Pelosi faces criticism from Rice

Pelosi faces criticism from Rice
House Minority Leader Nancy Pelosi (D-Calif.) faced criticism from Long Island's Democratic representatives. (Photo courtesy of Facebook)

With Democrats taking control of the House of Representatives in resounding fashion this month, many in the party expect Minority Leader Nancy Pelosi (D-Calif.) to return as speaker, a position she held from 2007 to 2011. But she has faced criticism from Rep. Kathleen Rice (D-Garden City).

In an opinion article for The Washington Post, Rice offered much praise for Pelosi but said that a change was needed at the top.

“We now have the opportunity to show voters that we will deliver on the promise of change on which we campaigned,” Rice wrote. “For many House Democrats, that means supporting new leadership for speaker of the House.”

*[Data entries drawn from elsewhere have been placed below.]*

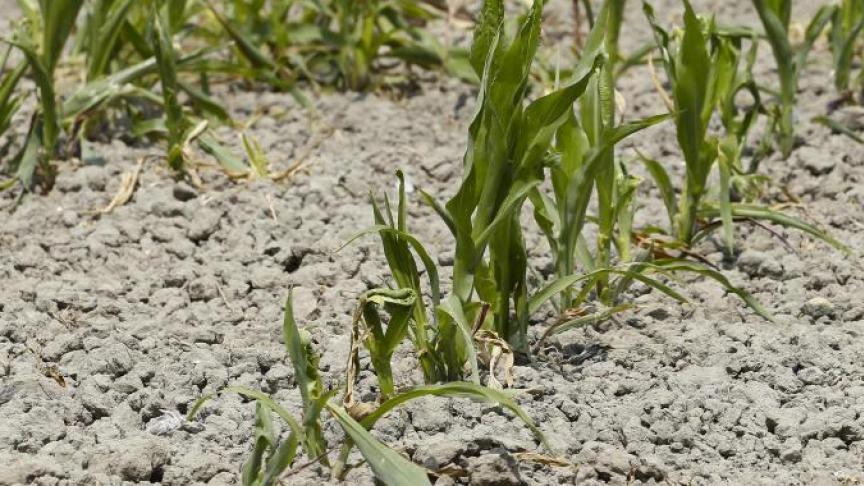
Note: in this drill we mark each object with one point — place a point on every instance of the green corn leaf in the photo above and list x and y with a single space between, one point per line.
664 184
247 47
45 82
280 460
837 127
104 39
264 439
9 100
844 43
95 93
428 262
461 390
229 162
58 19
308 381
256 157
727 150
761 213
562 283
28 159
453 308
388 465
175 122
260 397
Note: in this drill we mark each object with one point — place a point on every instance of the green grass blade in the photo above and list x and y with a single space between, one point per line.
229 162
590 319
387 465
453 308
58 19
664 184
679 265
458 389
105 37
837 127
175 122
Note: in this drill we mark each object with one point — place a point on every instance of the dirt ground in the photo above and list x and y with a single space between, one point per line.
111 326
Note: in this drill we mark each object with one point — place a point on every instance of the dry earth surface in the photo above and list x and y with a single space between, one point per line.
180 292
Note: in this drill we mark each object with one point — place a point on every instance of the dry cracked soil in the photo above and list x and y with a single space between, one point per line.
111 326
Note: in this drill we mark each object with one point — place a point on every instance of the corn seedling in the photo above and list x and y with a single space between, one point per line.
10 101
584 159
847 21
702 67
776 17
49 30
272 456
340 43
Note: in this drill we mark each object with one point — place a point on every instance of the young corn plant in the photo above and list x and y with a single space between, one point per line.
342 43
701 66
847 22
10 100
776 16
583 160
42 45
272 456
508 142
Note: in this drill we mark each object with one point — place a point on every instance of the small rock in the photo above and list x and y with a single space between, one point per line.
170 421
203 288
494 469
184 192
791 450
304 302
818 307
439 451
7 393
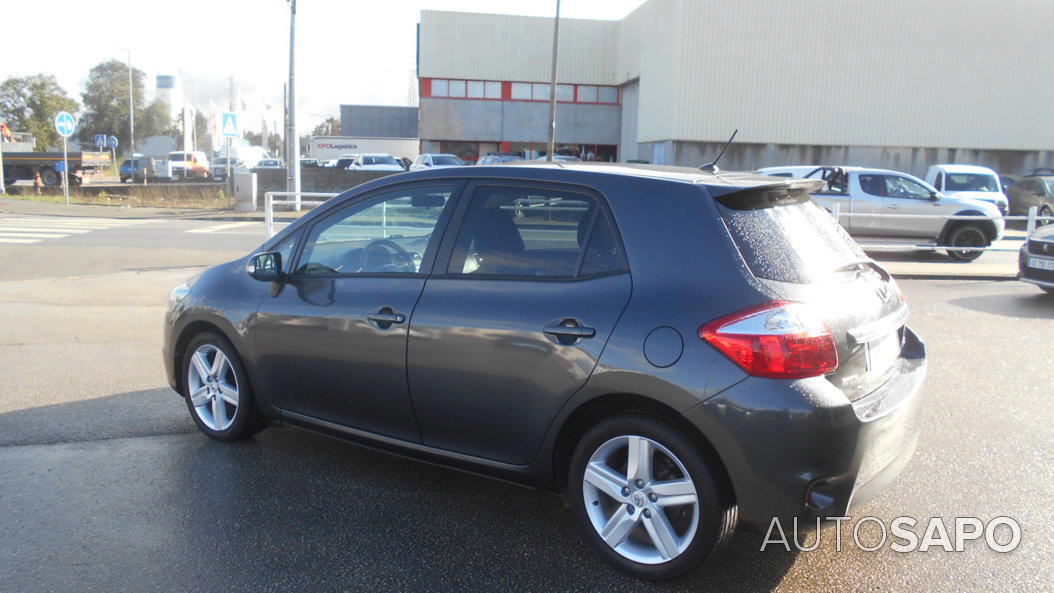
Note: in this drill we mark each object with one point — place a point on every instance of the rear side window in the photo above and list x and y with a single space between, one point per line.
793 241
534 233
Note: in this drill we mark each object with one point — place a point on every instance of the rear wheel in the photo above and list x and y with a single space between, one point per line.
1045 211
647 498
967 236
217 390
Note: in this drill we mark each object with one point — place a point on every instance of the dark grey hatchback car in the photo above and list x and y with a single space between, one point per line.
676 352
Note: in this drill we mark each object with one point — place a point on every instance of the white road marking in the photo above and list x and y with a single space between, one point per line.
221 228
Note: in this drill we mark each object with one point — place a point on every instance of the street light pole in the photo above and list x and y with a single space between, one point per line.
293 164
131 106
552 86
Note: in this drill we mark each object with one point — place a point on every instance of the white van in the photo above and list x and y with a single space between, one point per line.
189 164
969 181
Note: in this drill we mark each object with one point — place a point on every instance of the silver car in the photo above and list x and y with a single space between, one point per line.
862 193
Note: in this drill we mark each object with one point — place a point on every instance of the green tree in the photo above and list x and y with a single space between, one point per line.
28 103
105 101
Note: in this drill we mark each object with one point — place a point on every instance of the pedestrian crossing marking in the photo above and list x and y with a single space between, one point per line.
22 230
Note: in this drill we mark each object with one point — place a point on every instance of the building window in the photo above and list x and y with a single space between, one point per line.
607 95
521 91
518 91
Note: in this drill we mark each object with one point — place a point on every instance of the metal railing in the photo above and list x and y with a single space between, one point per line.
296 203
1031 222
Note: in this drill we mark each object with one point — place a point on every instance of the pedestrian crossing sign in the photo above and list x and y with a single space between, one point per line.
230 126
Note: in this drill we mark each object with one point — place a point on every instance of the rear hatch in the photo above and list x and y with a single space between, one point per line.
795 249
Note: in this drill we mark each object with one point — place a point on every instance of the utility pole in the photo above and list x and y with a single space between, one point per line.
552 86
131 107
293 164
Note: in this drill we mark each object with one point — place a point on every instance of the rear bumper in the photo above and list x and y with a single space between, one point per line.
801 449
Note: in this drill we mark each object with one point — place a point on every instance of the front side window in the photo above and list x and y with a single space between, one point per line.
386 234
534 233
971 182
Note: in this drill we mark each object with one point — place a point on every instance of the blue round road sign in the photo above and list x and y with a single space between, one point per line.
64 124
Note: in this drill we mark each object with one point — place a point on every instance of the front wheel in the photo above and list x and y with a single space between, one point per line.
967 236
217 390
647 498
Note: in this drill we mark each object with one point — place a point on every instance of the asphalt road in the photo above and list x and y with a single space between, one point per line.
105 486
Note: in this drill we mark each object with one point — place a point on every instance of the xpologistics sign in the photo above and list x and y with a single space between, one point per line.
901 535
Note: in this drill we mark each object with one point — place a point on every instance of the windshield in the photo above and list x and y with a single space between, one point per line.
796 241
971 182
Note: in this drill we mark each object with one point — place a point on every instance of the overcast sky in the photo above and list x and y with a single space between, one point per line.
348 51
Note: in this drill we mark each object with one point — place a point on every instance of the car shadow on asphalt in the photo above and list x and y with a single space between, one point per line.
1028 305
293 511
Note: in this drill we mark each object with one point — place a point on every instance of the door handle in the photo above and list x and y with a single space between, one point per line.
386 317
568 331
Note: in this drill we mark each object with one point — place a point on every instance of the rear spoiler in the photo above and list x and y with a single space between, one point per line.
756 197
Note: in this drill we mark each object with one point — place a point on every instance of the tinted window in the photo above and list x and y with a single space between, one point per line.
538 233
971 182
386 234
796 241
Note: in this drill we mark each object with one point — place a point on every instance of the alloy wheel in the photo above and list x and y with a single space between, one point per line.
213 387
641 499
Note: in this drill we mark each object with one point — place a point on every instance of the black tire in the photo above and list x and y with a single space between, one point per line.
1045 211
49 177
967 236
248 418
717 510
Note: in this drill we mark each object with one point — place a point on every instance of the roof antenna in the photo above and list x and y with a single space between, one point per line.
713 166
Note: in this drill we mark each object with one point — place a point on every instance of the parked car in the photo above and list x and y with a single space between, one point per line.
574 349
1035 260
969 181
270 163
878 191
499 158
376 161
219 167
1032 192
436 161
192 164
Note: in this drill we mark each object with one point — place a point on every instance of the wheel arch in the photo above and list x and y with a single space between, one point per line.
987 225
589 413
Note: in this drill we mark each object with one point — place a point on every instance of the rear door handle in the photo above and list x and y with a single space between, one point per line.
568 331
386 317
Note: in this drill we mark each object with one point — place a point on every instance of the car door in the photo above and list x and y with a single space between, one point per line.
330 341
904 195
513 319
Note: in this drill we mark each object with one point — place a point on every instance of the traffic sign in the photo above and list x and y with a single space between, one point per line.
230 126
64 124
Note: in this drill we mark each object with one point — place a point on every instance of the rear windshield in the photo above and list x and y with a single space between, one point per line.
793 241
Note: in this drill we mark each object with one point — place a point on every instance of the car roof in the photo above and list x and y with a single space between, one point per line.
964 169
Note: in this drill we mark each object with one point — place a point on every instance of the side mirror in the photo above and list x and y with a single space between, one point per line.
266 267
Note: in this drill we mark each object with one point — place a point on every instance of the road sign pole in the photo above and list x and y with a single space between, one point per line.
65 171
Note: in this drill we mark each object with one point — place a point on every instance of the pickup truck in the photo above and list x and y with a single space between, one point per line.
878 191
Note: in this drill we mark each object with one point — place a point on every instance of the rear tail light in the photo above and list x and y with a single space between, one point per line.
778 339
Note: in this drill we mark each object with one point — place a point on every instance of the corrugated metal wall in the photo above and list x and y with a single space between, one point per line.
971 74
504 47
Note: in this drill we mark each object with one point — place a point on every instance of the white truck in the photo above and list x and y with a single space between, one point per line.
857 190
332 147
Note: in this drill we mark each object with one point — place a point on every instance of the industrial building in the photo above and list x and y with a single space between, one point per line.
892 83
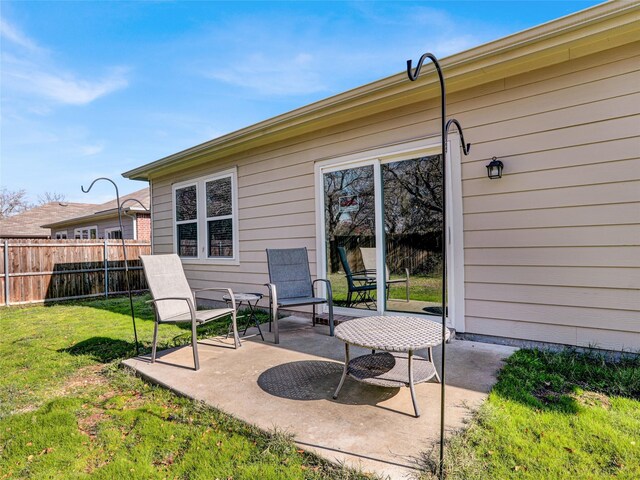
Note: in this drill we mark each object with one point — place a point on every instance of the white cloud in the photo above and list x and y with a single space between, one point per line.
29 70
292 74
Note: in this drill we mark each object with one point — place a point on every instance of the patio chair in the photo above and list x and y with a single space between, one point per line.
175 302
290 285
358 283
369 260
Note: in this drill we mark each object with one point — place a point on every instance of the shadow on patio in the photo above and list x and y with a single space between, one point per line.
290 386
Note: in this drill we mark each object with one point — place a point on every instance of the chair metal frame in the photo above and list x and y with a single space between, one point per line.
192 314
276 302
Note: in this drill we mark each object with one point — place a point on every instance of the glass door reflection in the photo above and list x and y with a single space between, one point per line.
413 215
349 204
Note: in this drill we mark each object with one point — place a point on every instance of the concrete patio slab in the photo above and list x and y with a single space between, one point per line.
290 386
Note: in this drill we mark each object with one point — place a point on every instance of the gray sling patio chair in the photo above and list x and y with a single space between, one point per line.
175 302
290 285
358 283
369 260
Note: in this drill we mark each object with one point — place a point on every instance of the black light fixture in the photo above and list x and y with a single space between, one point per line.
494 169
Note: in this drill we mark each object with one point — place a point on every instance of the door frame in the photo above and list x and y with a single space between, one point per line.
455 230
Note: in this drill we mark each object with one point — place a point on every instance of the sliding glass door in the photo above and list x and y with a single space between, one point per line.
349 225
382 230
413 214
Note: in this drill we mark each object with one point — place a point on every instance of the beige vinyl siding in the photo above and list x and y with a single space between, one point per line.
552 250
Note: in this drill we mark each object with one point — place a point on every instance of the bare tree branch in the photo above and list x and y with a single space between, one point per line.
13 202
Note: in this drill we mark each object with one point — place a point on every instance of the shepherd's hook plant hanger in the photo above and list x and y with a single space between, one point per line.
124 250
466 147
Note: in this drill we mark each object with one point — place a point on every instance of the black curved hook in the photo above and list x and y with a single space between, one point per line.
413 76
466 147
101 178
124 252
132 200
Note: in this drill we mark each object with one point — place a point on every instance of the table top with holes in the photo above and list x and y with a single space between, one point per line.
391 333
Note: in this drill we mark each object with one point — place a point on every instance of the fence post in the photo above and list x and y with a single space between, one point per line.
6 273
106 269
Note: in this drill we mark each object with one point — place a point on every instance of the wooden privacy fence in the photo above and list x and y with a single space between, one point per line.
46 270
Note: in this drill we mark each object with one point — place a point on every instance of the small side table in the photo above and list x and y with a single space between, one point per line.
251 300
396 365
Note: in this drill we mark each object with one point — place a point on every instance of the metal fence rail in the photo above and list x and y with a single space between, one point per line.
33 271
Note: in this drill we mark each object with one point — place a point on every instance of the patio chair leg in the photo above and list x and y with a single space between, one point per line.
331 324
344 372
407 284
275 325
155 340
413 393
194 344
236 338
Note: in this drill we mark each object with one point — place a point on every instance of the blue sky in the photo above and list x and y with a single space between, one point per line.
96 88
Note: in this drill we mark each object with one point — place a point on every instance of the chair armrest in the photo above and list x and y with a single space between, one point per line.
328 283
273 294
189 301
213 289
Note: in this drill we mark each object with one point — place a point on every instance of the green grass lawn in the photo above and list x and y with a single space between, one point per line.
68 411
553 416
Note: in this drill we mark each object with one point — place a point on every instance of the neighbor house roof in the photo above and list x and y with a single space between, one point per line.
583 33
109 209
29 224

Rice was one of those Democrats who campaigned for new leadership. In an interview last month with Blank Slate Media, Rice blamed Pelosi and other Democratic leaders for losses suffered by the party from 2010 through 2016.

“In any other walk of life, if you presided over a losing season or losing quarter, you’re gone,” Rice said. “Heavy is the head that wears the crown and we should have made a leadership change back in 2010.”

In her article, Rice said that Democrats needed to show they could deliver on a promise of change. She said Pelosi had done great things for the party and country, and that she was certainly qualified for the position.

“It is true that Pelosi is exceptionally experienced and knowledgeable,” Rice wrote. “But the idea that there is only one person capable of doing this job in a caucus of 230-plus members is absurd.”

She said the Democrats needed someone who could promote change, focus on the future and shake up the status quo. Earlier this month, Rice suggested that that person could be Tim Ryan (D-Ohio), whom she said had her “complete support.”

“Right now, Tim Ryan is the one person who’s starting those tough conversations that so many of us wanted our entire caucus to have,” Rice said in a statement.

In her article, Rice addressed the claim made by some Pelosi supporters that criticism of the minority leader was due to sexism. She said the desire within the party for new leadership comes from a need to shake up stagnant leadership, not sexism. She also addressed the claim on Twitter.

Rep. Tom Suozzi (D-Glen Cove) has so far not challenged Pelosi’s quest to be speaker. Instead, Suozzi — along with eight other members of the Problem Solvers Caucus, a mix of moderate Democrats and Republicans — signed a letter to Pelosi, asking her to promote a set of rule changes that would improve how the House operates.

“We know it is not in the best interest of our nation for the House to operate in the same hyper-partisan manner as it did in the 115th Congress, where extremists prevented common sense, bipartisan proposals on health care, immigration reform, infrastructure, and too many others, from reaching the floor,” the letter read.

The reforms would make it easier for bills with bipartisan support to be passed by implementing changes such as preventing a single lawmaker from forcing a vote on ousting the speaker. While passing bills would be streamlined, the majority party would have less control over what bills make it to the floor.

Pelosi met with members of the Problem Solvers Caucus last week and called the meeting “positive and constructive.” She said she would work with Congress to help break the gridlock in Washington.

Whether Suozzi will support Pelosi’s return to leadership remains to be seen. During the campaign, Suozzi said he was not committed to supporting Pelosi’s return as speaker. But in a recent interview with Newsday, Suozzi said the letter was “not an anti-Nancy Pelosi thing. It’s a try to fix a broken system thing.”